Neutrophils, which are produced in the bone marrow and circulate in the blood, are a type of white blood cell. Neutrophils, are abundant and make up about 50% to 75% of white blood cells. Neutrophils respond to infection and attack bacteria and other foreign invaders directly.
Neutrophils are the first type of immune cell to respond to and arrive at the site of infection, often within an hour. Neutrophils will respond to infection inside the body, but also on the surface, as in the case of skin infections. Pus, which is one visible sign of a skin infection, contains mainly dead neutrophils, bacteria, and cells. Pus can form internally, as well.
The results of a common blood test, called an absolute neutrophil count (ANC), are routinely checked during cancer treatment to determine how the immune system is responding to treatment. When ANC is low, this is called neutropenia.

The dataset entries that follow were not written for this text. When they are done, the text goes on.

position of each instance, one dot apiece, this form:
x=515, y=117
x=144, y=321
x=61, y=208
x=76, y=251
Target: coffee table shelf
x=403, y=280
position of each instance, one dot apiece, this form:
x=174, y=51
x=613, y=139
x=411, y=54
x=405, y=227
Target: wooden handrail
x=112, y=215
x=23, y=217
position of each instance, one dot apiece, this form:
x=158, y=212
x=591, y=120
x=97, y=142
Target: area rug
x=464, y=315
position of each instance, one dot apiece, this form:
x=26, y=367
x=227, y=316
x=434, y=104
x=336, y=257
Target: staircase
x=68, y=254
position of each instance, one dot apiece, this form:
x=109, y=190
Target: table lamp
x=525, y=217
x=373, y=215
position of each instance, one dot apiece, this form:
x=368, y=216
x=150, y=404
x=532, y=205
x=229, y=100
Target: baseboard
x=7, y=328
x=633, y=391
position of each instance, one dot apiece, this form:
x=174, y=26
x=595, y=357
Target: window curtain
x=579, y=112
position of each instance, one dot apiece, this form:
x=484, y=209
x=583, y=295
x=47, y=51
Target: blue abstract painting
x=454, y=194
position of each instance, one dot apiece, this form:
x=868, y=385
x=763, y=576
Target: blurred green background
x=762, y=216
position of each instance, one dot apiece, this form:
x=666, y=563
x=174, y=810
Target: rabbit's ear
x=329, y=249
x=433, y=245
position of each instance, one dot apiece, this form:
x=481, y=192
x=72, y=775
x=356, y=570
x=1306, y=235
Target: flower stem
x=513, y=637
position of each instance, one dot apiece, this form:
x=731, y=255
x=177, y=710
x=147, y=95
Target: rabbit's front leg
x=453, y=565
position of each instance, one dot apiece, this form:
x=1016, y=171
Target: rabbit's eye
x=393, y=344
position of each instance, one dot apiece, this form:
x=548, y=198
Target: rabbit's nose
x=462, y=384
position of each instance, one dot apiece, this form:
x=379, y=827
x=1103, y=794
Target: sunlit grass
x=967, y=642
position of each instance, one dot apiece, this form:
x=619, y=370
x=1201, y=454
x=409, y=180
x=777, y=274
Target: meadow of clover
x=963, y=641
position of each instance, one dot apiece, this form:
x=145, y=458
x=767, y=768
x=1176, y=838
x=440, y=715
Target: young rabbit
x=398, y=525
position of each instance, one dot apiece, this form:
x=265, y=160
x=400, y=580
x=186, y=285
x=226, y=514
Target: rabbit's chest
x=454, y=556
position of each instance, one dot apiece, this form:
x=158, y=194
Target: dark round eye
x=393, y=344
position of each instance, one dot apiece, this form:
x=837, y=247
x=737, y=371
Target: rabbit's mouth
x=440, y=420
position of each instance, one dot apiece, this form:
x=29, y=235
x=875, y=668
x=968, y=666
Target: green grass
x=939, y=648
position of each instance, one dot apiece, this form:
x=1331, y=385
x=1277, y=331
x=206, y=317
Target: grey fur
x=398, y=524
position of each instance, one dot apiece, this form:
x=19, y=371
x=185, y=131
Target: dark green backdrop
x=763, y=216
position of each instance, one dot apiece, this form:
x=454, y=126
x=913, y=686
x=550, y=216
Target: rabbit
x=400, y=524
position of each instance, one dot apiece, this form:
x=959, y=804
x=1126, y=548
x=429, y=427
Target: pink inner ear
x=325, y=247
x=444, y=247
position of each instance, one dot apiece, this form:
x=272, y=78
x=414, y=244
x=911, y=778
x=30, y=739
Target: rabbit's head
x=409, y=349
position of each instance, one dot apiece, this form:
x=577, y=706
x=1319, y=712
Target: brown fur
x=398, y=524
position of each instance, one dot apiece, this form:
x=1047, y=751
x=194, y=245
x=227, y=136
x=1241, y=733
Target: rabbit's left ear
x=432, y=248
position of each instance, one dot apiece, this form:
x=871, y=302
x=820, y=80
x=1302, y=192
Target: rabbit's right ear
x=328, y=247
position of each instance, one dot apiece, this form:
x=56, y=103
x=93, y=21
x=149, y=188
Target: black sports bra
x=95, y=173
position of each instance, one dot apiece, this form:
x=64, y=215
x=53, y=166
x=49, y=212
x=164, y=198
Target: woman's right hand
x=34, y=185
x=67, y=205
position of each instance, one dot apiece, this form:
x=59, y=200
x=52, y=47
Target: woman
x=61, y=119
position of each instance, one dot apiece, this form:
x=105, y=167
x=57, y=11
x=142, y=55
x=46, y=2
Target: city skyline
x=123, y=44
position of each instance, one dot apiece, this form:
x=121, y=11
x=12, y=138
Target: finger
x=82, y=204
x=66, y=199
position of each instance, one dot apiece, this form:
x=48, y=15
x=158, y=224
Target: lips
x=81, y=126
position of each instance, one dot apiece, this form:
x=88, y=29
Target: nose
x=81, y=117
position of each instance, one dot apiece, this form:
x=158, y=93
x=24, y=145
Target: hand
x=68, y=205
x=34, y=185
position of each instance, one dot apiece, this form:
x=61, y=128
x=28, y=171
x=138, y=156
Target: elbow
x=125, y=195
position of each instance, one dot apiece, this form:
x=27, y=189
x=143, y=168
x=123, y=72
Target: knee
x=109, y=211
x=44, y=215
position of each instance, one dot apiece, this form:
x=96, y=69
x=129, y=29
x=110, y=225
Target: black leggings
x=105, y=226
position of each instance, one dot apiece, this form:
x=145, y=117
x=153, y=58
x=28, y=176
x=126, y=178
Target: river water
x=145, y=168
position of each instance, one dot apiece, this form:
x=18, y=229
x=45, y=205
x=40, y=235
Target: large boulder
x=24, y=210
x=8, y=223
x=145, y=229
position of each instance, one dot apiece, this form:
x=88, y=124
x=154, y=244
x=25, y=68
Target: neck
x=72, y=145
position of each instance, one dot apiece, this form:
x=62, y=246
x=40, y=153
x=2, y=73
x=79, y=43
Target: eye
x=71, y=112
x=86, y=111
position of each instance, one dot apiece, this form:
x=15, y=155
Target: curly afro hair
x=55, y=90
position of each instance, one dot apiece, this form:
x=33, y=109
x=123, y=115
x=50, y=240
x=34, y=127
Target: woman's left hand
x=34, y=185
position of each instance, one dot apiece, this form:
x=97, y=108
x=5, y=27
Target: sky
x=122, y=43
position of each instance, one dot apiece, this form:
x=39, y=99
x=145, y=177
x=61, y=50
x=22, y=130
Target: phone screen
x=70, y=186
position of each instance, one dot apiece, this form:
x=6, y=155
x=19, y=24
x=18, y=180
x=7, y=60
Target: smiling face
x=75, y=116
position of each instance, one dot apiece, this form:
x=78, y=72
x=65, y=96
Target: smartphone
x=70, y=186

If ANC drops below about 500 cells per microliter, the risk of infection increases and your doctor may prescribe medications to bring ANC back into a normal range and temporarily offer antibiotics to prevent serious infections.
Neutrophils are part of the innate immune system, which means that they can "non-specifically" destroy any invaders that they encounter in the body, such as bacteria and parasites. Non-specifically means that neutrophils do not have to recognize the invader specifically, but instead simply recognize the invader as something that should not be present in the body and should be destroyed.